On Thu, Jul 3, 2025, at 12:49 PM, Andreas Hennings wrote:

>> A setter method injection is what I did in AttributeUtils, because it was 
>> the only real option.
>
> In my experience, this alternative leads to more complexity in
> attribute classes.
> The constructor needs to populate the attribute with temporary values,
> which are then replaced in that separate method.
> (I call that a "setter", but only because it behaves like one from the
> outside, internally we usually don't want to store the reflector).
>
> Also, we can never be fully sure whether an attribute instance is
> "complete" or not.
> If the attribute instance is coming from
> $reflection_attribute->newInstance(), we can be confident that the
> ->injectReflector() or has been called.
> But if the attribute was instantiated manually with "new ...", it
> could as well be incomplete.
> With ReflectionAttribute::getCurrentTargetReflector(), we can fail
> early in the attribute constructor, by throwing on NULL.

I ran into the "completeness problem" in AttributeUtils as well.  In my case, 
it's not just reflection; there's a whole bunch of other things that can be 
passed back to the attribute to give it more context.  My eventual solution was 
to also have a `Finalizable` interface that is guaranteed to be the last thing 
called, so the attribute can handle any last-minute defaults.  I don't love it, 
but given the severe limitations of `readonly` it was the best I could do.  
(With aviz today, I could likely do better.)

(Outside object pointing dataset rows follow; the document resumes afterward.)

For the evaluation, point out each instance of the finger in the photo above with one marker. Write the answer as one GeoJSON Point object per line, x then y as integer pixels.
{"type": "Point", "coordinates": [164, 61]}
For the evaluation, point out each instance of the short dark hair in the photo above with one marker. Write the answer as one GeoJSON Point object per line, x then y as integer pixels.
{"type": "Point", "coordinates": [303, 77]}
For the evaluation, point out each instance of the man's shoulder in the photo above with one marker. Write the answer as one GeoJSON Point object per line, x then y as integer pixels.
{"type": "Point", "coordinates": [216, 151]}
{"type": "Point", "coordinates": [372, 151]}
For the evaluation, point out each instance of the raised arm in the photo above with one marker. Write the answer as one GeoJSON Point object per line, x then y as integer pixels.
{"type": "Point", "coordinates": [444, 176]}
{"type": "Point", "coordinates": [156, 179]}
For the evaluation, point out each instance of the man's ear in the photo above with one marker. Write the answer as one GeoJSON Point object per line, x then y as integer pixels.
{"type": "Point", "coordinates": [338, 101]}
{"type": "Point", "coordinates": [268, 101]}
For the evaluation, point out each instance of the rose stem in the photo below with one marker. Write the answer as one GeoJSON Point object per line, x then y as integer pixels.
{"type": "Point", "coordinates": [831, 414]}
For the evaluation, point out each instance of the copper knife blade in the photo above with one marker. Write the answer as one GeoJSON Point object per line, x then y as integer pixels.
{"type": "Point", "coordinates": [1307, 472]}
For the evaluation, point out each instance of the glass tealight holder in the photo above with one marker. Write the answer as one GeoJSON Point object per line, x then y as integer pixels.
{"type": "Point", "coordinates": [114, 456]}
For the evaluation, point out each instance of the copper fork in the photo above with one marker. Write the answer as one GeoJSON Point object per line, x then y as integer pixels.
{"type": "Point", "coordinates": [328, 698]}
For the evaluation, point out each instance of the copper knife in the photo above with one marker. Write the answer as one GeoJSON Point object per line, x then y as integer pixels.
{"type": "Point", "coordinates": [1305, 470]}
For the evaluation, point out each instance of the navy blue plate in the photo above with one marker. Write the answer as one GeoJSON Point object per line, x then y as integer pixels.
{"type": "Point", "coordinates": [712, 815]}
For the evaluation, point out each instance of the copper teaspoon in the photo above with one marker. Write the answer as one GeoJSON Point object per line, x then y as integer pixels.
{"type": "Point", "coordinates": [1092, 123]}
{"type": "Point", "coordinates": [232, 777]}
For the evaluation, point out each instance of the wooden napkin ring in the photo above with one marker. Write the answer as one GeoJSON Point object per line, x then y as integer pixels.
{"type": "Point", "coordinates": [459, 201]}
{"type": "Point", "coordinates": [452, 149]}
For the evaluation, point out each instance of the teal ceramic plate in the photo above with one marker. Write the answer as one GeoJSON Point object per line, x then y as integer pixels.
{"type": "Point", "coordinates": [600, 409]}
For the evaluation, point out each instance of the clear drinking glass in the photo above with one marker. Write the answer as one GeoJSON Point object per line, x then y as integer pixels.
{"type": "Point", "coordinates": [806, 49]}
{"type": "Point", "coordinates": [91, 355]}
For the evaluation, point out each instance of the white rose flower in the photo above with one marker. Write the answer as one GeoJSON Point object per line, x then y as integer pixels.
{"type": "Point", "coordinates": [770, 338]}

Basically, any time you have multi-step construction you will have a period 
where the state is potentially incomplete.  While passing the reflection target 
in is one such multi-step case, there are lots of others, so in advanced cases 
(most of what I do) the object will always have an incomplete phase, and that's 
unavoidable.  So I'm not *that* worried about there being a brief 
incomplete-gap in time in core, because I'll always have one anyway, and I've 
already figured out how to handle it.